I work in a large IT shop with a large development team outside of Salesforce. We build and support many applications supporting various business units and internal resource groups. We use a release management tool that consumes code from a TFS server, builds said code, and then deploys that app to various environments. As most of our applications live within the local network, this process is fairly streamlined. Managing Salesforce metadata within our repository and deploying to our sandbox and production environments custom tools has been a royal pain. My hope is for Salesforce DX to vastly improve the release process to align with the rest of the dev teams.
Scratch Orgs – With our growing Salesforce team of admins and developers, making changes within an org has been increasingly more challenging. With scratch orgs, we can collaborate better in conjunction with Git merging/pushing/pulling. Another big plus is having the ability to use test data for some of our more complicated apps. Full sandboxes are extremely expensive and partial sandboxes only work if you have minimal data per object.

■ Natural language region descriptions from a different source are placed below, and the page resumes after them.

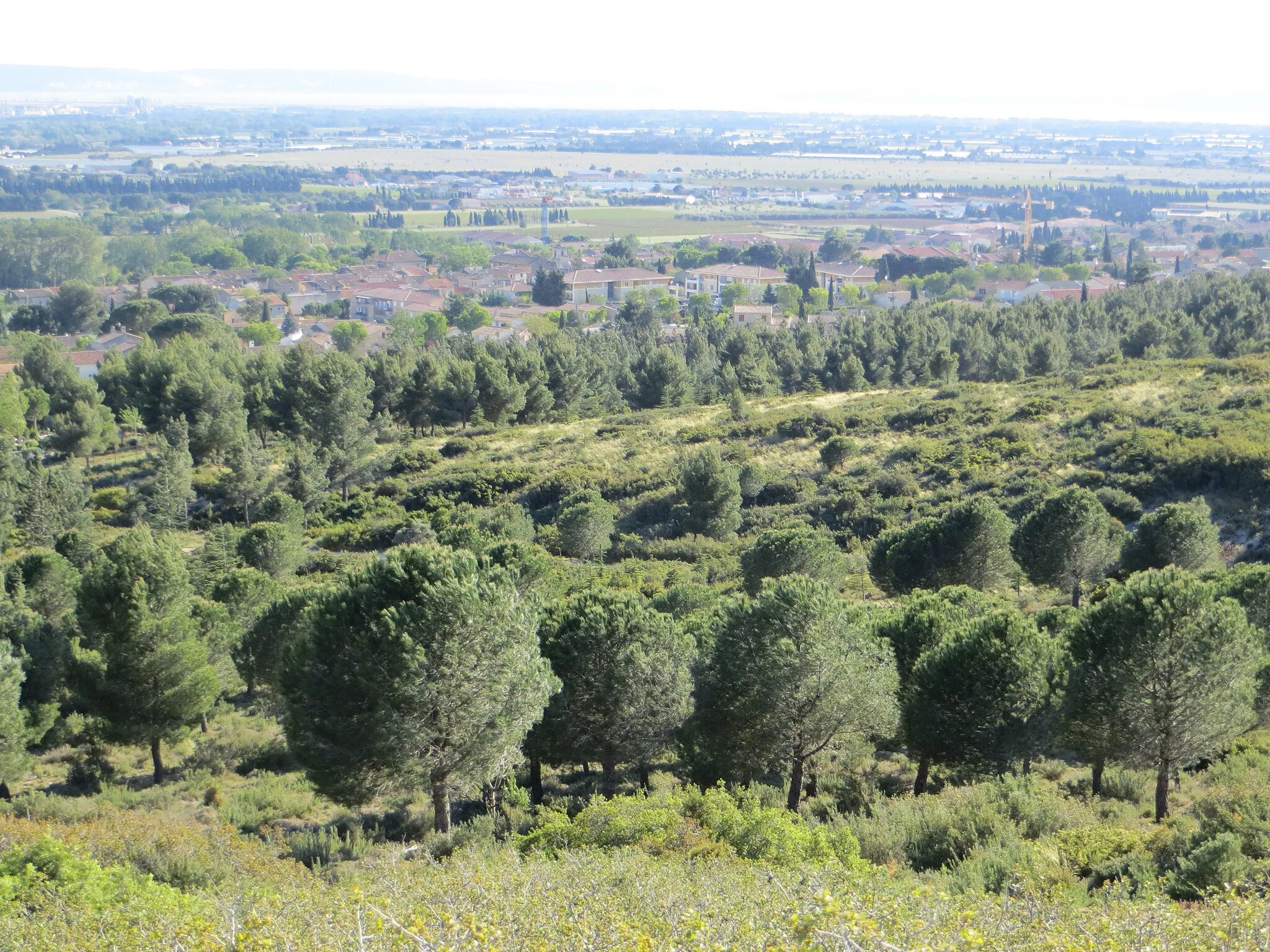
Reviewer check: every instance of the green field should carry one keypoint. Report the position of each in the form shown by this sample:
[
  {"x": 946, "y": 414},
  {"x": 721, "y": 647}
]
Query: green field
[{"x": 765, "y": 169}]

Git – The ability to push, pull, and merge metadata will be so great. Currently our team works in their own sandbox to make changes. Whether those changes are declarative or code-based, most of the time we have to copy/paste or recreate in our integration sandbox. From that sandbox we Eclipse to pull all of the metadata to the hard drive and then check those files in to TFS; a very arduous and error prone process. Ideally, I would like to utilize the Git functionality on our TFS servers to replace our current process with TFS.
I was able to get an invitation for the Salesforce DX pilot. With the end of June and pilot ending soon, I wasn’t able to test out all the features besides the basic needs for our team. Extended project timelines at work have not allowed me the free time I wanted to test. Although, the little testing I was able to do reaffirmed my initial excitement of DX. I’ve been excited for DX ever since it was hinted at last year.

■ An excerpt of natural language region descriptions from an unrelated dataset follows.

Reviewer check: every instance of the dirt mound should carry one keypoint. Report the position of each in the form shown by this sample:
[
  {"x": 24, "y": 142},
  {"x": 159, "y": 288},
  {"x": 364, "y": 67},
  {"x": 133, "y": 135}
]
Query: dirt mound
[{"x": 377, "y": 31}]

Last year when our team was looking for solutions, we could have gone with cloud-based solutions like Flosum or Autorabit, which are designed to solve release management problems. After trying out both options, they did meet our basic requirements but were very clunky feeling and lacked the streamlined release processes of our other development teams. Naturally, I was hesitant about our team adopting one of these products that have decent price tags on them.
When hints about an improved development and continuous integration tool came from the mighty Salesforce itself, I encouraged our team to wait until Dreamforce to see what all the fuss was about. Sure enough, the developer keynote and sessions gave way to a new opportunity. Suddenly the possibility of keeping our metadata within our systems and plugging in DX was very exciting.
The pilot was a great preview of what to expect. The CLI handled everything we needed for metadata integration, but I was more excited about the DX IDE. Most of our team are declarative admins so point and click features with an IDE are definitely preferred. However, many of the awesome features of DX remained within the CLI, and I would hope they integrate more commands in the future to allow teams to merge, pull, push, etc., without having to pull up a separate tool. It seems the Salesforce dev team primarily has other developers in mind, which is great for me, but I am glad that this will encompass declarative features as well.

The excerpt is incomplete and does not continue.